Qu’a-t-il fait des fonds tirés du groupe UMP ?

« C’était pour des activités politiques, je n’ai pas pris d’argent de poche. »

Les sommes étaient-elles pourtant versées sur un compte personnel ?

« Oui. »

De quelles activités parle-t-on exactement ?

« De soutien à des associations locales. »

Par exemple ?

« Récemment pour des manifestations cinématographiques… »

Non seulement le rapport avec le travail parlementaire ne saute pas aux yeux, mais les sénateurs disposent d’une enveloppe officielle pour subventionner ce genre d’associations (la fameuse « réserve parlementaire »).

« Pas suffisante ! »

rétorque André Dulait. Au bout du compte, combien a-t-il reçu du groupe UMP ces dernières années ?

« Je ne tenais pas de comptabilité »

, concède-t-il, avant de lancer, bravache :

« Si je suis condamné, ce dont je doute fort, je ferai face ! »

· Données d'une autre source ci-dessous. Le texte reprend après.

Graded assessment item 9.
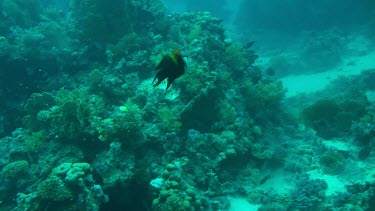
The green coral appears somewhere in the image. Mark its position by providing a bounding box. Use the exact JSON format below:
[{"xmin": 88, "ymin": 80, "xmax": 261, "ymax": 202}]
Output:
[
  {"xmin": 241, "ymin": 81, "xmax": 285, "ymax": 115},
  {"xmin": 158, "ymin": 107, "xmax": 182, "ymax": 133},
  {"xmin": 1, "ymin": 160, "xmax": 29, "ymax": 180},
  {"xmin": 224, "ymin": 43, "xmax": 250, "ymax": 72},
  {"xmin": 25, "ymin": 130, "xmax": 48, "ymax": 151},
  {"xmin": 97, "ymin": 100, "xmax": 144, "ymax": 142},
  {"xmin": 319, "ymin": 151, "xmax": 345, "ymax": 174},
  {"xmin": 37, "ymin": 175, "xmax": 74, "ymax": 202}
]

Et de nous raccrocher au nez.

Si certains de ces bénéficiaires sont un jour convoqués chez les juges, ils s’empresseront de citer, à n’en pas douter, l’article 4 de la Constitution : « [Les groupes politiques] exercent leur activité librement. » Interrogé sur ce sujet dès 2014 par Mediapart, Gérard Dériot (UMP), alors questeur du Sénat chargé de gérer le budget de l’institution, nous traduisait cette formule constitutionnelle en termes plus prosaïques : « Les groupes parlementaires sont libres de faire ce qu’ils veulent de leur argent une fois qu’ils l’ont encaissé », assénait-il. L’association anticorruption Anticor, qui a déposé plainte en juillet dernier dans ce dossier, espère bien convaincre la justice du contraire.

En attendant, bien que les dirigeants du groupe UMP du Sénat aient toujours démenti en bloc tout détournement de fonds publics, les soupçons s’accumulent. Rappelons en effet que les juges enquêtent depuis déjà deux ans sur les dérives d’une petite association baptisée Union des Républicains du Sénat (URS), sorte de structure « coupe-feu », juridiquement distincte du groupe UMP mais alimentée par ce dernier, qui a été utilisée pour redistribuer de l’argent d’origine publique à une myriade d’élus dans la plus grande discrétion. Par ce canal, près de 200 000 euros ont notamment été ventilés sous forme de chèques entre 2009 et 2012. Parmi les bénéficiaires, dont Mediapart a pour partie dévoilé la liste en septembre 2014, se trouvaient déjà les noms de… Jean-Claude Gaudin, Hubert Falco ou encore Roland du Luart. Les juges ne manqueront pas de faire l’addition.

Une seule mise en examen a été prononcée à ce stade, à l’encontre de l’ancien secrétaire général de l’URS. Mais cet ancien fonctionnaire, qui a confié à Mediapart avoir signé moult chèques et retiré bien des espèces, se décrit comme un simple « factotum ».